On the trolling ban thing, I believe the primary answer is because when Ray Scott first started and devised the rules for his national B.A.S.S. events, he envisioned a competition where guys who didn't know each other were paired together in boats and competed "mano y mano," cast for cast, one lure each. Each angler was competing against all the other guys, and everyone's weight was an individual score - let the best man win. As such, there was no good way to implement trolling into the game and keep with the spirit of competition and fairness he sought. Since Ray and B.A.S.S. set the rules, most every other bass tourney organization that followed did the same.

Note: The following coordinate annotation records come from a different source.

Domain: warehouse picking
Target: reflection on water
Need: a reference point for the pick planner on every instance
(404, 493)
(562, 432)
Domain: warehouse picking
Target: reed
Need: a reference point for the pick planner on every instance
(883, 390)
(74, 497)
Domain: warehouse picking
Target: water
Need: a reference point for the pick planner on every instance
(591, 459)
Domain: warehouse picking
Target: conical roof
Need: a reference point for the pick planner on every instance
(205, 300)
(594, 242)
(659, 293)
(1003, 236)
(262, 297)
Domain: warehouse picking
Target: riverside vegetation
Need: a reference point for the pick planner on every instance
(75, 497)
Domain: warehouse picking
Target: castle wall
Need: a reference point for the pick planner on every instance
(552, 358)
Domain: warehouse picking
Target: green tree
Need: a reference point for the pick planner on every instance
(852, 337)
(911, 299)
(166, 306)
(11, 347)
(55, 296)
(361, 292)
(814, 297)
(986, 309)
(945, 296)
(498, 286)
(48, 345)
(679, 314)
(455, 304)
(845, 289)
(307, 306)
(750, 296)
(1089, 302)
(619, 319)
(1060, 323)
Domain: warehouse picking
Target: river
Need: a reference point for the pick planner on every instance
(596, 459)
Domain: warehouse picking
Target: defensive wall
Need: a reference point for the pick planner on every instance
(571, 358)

If you take note of the professional tours for other species you'll see a difference. For example, the walleye guys (PWT, AIM, etc.) were always paired as a pro and a co-angler in the same boat, and had a shared weight system (work as a team, and the weight for the boat is the weight recorded for both the pro angler and the co-angler). Makes trolling and scoring fair for both partners. Even lower AAA levels like MWC are team events, fish with a "buddy." Similarly, nearly all professional crappie events are "team" events, where the team (both guys) get the same weight for the day. As such, trolling is a perfectly good tactic again, fair for all. Ray set the rules for bass competition, so that's how we play the game.

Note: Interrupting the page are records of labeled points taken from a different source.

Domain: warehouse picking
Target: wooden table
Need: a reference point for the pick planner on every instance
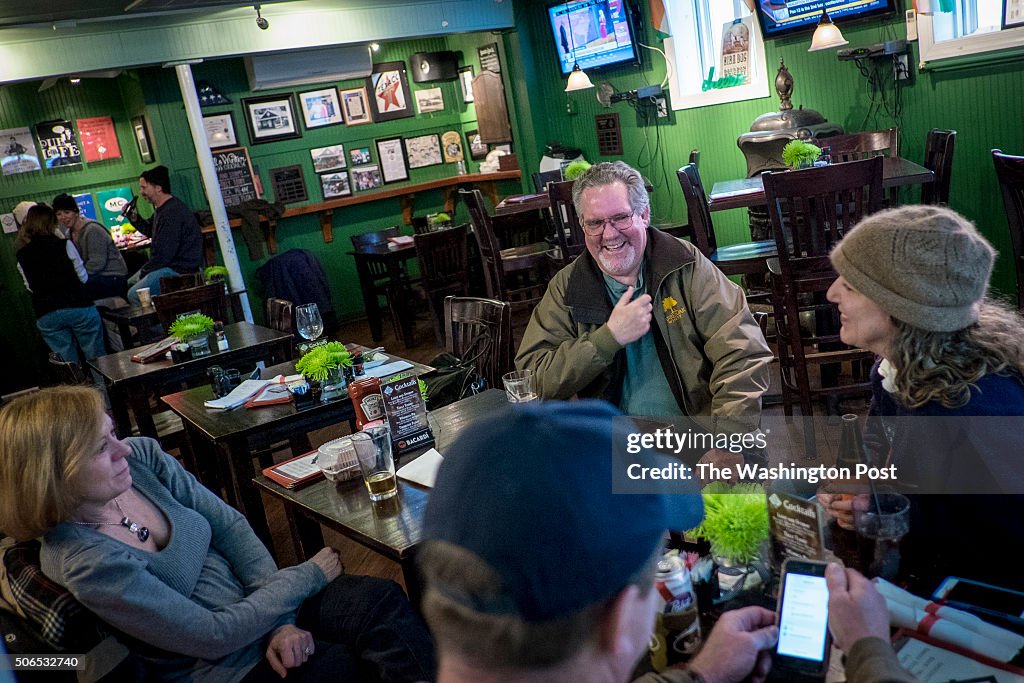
(390, 527)
(130, 384)
(896, 172)
(222, 441)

I think the Perry/Eisenhower thing really happened, but the timing was coincidental given it happening shortly before the formation of B.A.S.S. and their professional tourney circuit.
-T9
Oh, and Ray Scott once held a fly fishing B.A.S.S. tourney B.A.S.S.' fly rod tournaments preceded a trio of Invitationals in 1975. The events were B.A.S.S. founder Ray Scott's way of promoting fly fishing among the Micropterus crowd. Anglers earned points for the fly rod events that counted toward AOY. About the only rules for these one-day tournaments were that you had to use a conventional fly rod and reel and cast in a conventional fly-fishing manner. Lots of anglers unaccustomed to fly fishing used the long rods to throw small plastic worms and jigs....Ricky Green won one of them, and even Rick Clunn placed high in an event... and it was at a fly fishing conference where Ray first got the "catch and release" idea.